From a certain age on, Robert was allowed to sit in the corner of the living room or his father study, and listen to the dialogues, being developed among the people present. When there was a more formal dinner, Robert was allowed to sit at his own and smaller dinner table in the other corner of the dining room under the condition that he would be absolutely silent. Robert Gorter’s adolescence was spent amongst important people his parents had over. He was exposed to new ideas and concepts that formed his personality.
On occasion, he could not follow the discourse because of language barriers, but on the whole, he felt he was able to get the essentials. And what struck him most was the fact that several of these well-educated intellectuals from countries far away from Holland, would say incomprehensible things.
All Robert Gorter‘s adolescence was puzzled by this phenomenon: “how could well-educated people have completely different opinions about important things then he was familiar with?” and “How can seemingly reasonable and gentle people be so in conflict with `common sense`?” And thus, the urge in Robert slowly emerged to read and to study how man can obtain knowledge and how many different ways to knowledge there are anyway.
Once studying medicine at the University of Amsterdam, he studied in addition philosophy: “Theory of Knowledge” or, “Erkenntnisstheorie.” (At that time, the Faculty of Philosophy was very much Marxist- or Existentialism-oriented which did not fill his needs. So in part, he studied, besides of course Aristotle and Plato, on his own philosophers as Spinoza, Kant, Fichte and Hegel.
Also Robert Gorter’s adolescence was when he discovered Johann Wolfgang Goethe as a philosopher and scientist for which he failed an oral exam, as common judgment at the university at time was that Goethe was a writer but not a philosopher and for sure not a scientist).
Robert at age 16 , living in two worlds; one of a regular teenager of his time, and in another world, where he was submerged in his absolute conviction about reincarnation and karma and therefore, studied Buddhism, Sufism, Theosophy and Gurdjeff/ Uspensky.
At this age, he was also fascinated by astronomy and built his own mirror telescope.

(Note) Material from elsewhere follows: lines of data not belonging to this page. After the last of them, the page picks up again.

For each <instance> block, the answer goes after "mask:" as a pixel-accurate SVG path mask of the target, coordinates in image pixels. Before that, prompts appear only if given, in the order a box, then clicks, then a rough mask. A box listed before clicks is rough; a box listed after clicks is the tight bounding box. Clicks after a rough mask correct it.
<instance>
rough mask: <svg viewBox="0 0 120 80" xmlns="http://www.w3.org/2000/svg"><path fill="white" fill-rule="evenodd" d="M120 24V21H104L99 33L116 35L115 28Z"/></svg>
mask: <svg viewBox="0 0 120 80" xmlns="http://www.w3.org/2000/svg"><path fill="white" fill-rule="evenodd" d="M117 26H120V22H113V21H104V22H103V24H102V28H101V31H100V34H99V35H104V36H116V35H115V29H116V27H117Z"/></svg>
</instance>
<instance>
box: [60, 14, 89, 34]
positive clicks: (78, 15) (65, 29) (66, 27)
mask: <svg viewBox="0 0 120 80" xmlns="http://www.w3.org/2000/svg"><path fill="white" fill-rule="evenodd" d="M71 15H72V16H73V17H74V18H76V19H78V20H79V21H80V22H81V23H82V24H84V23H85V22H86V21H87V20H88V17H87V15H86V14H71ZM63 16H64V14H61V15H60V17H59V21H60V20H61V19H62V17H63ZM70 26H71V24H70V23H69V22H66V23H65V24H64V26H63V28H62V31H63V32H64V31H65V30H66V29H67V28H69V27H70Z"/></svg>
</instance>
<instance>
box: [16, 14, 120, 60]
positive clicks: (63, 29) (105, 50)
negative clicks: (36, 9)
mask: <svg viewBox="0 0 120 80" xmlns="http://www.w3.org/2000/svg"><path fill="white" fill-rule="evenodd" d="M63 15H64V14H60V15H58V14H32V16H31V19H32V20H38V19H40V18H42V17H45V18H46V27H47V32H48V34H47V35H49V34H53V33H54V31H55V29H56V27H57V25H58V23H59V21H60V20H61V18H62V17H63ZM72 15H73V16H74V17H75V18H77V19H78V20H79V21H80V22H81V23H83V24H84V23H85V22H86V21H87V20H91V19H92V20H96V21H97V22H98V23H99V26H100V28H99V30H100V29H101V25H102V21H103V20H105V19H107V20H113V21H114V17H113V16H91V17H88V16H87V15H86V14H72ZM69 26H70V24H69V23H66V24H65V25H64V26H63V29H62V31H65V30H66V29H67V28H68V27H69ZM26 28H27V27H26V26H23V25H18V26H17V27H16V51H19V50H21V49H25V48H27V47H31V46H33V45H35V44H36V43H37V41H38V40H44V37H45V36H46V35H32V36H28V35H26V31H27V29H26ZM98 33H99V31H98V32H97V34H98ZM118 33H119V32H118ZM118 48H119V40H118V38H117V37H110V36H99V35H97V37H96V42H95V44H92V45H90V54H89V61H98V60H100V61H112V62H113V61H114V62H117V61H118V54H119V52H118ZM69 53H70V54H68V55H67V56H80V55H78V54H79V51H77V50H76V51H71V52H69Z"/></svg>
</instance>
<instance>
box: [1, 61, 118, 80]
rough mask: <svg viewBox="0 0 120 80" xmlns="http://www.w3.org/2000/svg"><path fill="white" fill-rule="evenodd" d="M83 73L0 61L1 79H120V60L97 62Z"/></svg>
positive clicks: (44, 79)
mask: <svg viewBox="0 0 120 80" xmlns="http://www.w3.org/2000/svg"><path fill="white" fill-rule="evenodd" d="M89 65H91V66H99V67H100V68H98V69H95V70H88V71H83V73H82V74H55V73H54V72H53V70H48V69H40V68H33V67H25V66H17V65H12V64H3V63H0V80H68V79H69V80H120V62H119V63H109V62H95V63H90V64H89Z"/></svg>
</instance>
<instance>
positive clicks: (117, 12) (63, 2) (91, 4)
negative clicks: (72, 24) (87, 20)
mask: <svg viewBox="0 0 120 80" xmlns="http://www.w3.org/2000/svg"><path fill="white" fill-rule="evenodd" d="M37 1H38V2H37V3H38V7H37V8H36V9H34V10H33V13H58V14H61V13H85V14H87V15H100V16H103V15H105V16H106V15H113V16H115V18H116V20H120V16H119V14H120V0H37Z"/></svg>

After homework, often late at night, he would work for hours to polish a 6cm-thick glass window from an old ship, to turn it into a 30cm-in-diameter stable and perfectly curved mirror for his own telescope.
His telescope easily magnified 1.000 to 2.000 times. After half-a-year, he looked through his first telescope and could observe all planets and their moons, a sun eclipse, and many more phenomenons. Once, Professor Jaap Kistemaker, a famous Dutch physicist who invented the ultra centrifuge to enrich uranium, and a very close friend of the parents (Kistemaker was also a free mason) had looked once through the telescope and was extremely impressed by the quality of this telescope.
When he heard Robert talk and explain about mass and velocity, distance, the moons and many more details about the planets and the solar system, he told his parents later, that it was his strong conviction that Robert had the correct mind and attitude of a true scientist and that his questions Robert was struggling with, were mind-blowing to him.
Kistemaker: “He has a set of mind which is unusual for a boy of his age, and is very untraditional”. At age nine, Robert had a significant experience, when he saw Buddha statues for the first time in his life(more about this significant experience later in his biography and by another member of our group).